Kritik - Elias
Oratorium "Elias" von Felix Mendelssohn-Bartholdy
St. Stephan in Mainz
Höchstmaß an Stimmsicherheit

ORATORIUM Darmstädter Vocalensemble überzeugt mit "Elias" in St. Stephan

Auch wenn der Himmel die Dürre-Prophezeiungen des Elias nicht komplett umsetzte und die Mainzer Dächer während des Konzerts des Darmstädter Vocalensembles mit Regen benetzte, so ließ es die Interpretation des Oratoriums von Felix Mendelssohn Bartholdy keinen Augenblick lang an Glaubwürdigkeit fehlen.

Der „Elias“ gehört zu den dramatischsten Werken des Genres, auch wenn die Gestalter meist der ursprünglichen Intension des Komponisten zuwider handeln, schließlich wollte dieser „nicht aber, um Gottes Willen, ein Tongemälde“ schaffen, sondern den dramatischen Gestus der alttestamentarischen Erzählung betonen.

Dass das eine das andere bei Weitem nicht ausschließt, bewiesen das Vocalensemble Darmstadt gemeinsam mit der Camerata Ludoviciana und einem erlesenen Solistenquartett unter der Leitung von Andreas Boltz mit einer packenden Adaption des Elias-Mythos in St. Stephan.
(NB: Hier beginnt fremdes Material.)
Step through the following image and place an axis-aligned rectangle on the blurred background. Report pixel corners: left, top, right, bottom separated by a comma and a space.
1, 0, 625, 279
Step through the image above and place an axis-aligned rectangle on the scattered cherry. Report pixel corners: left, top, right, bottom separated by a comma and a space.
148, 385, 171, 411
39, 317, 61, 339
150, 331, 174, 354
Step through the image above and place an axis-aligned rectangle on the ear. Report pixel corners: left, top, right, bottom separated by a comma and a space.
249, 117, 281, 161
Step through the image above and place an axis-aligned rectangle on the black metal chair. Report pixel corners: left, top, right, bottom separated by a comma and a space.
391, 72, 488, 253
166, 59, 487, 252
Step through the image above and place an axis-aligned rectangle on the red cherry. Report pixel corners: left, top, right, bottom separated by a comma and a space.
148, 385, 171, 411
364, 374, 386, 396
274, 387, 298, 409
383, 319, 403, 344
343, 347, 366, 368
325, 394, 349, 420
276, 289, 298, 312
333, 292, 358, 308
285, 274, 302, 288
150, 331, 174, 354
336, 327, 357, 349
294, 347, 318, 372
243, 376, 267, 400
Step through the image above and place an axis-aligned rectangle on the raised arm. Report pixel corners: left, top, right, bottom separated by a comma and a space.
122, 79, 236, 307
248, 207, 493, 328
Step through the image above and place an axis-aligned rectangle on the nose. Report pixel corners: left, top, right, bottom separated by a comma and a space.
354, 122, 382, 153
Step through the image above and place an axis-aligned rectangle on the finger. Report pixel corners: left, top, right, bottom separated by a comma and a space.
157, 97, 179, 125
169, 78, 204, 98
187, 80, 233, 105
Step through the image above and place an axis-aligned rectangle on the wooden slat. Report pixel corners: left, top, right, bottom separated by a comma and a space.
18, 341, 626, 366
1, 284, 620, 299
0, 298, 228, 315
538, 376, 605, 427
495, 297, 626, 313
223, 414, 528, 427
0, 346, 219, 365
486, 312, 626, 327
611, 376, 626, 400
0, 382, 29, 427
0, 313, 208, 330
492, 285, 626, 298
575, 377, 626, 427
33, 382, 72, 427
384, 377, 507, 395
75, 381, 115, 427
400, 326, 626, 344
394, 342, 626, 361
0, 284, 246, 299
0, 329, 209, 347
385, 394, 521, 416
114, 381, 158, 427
Dass Boltz das Oratorium mit recht forschem Tempo anging, führte zuweilen zur Kollision mit den akustischen Verhältnissen in St. Stephan. Und auch wenn der Chor mit passgenauer Diktion und eleganter Intonation überzeugte, gerieten die Volks-Chöre an vielen Stellen zum verwischten Aquarell, wobei dieser tonale Impressionismus in den homophon gesetzten Partien geschmackvoll durch einen scharf skizzierten musikalischen Realismus konterkariert wurde.

Die gemischte Aufstellung des Ensembles forderte zudem ein Höchstmaß an Stimmsicherheit wie Konzentration und begünstigte somit einen satten, äußerst homogenen Klang. Besonders schön gelangen hier die klein oder solistisch besetzten Partien.

In der Reihe der Solisten vermochten neben Irmhild Wicking (Alt) und Andreas Wagner (Tenor) vor allem zwei Interpreten zu überzeugen: Der Elias von Bass Johannes Martin Kösters verfügte mit seinem getragenen Timbre über die der Rolle angemessene Autorität und ließ den Aufruf zur Tötung der Baal-Priester zu einem diktatorischen Fanal werden.

Und dann der Sopran Johanna Rosskopps: Mit einer Stimme von unglaublich zarter Intensität gab sie der trauernden Witwe oder den Engelsstimmen ein anrührendes Gesicht und erfüllte das Kirchenschiff mit wunderbarem Klang.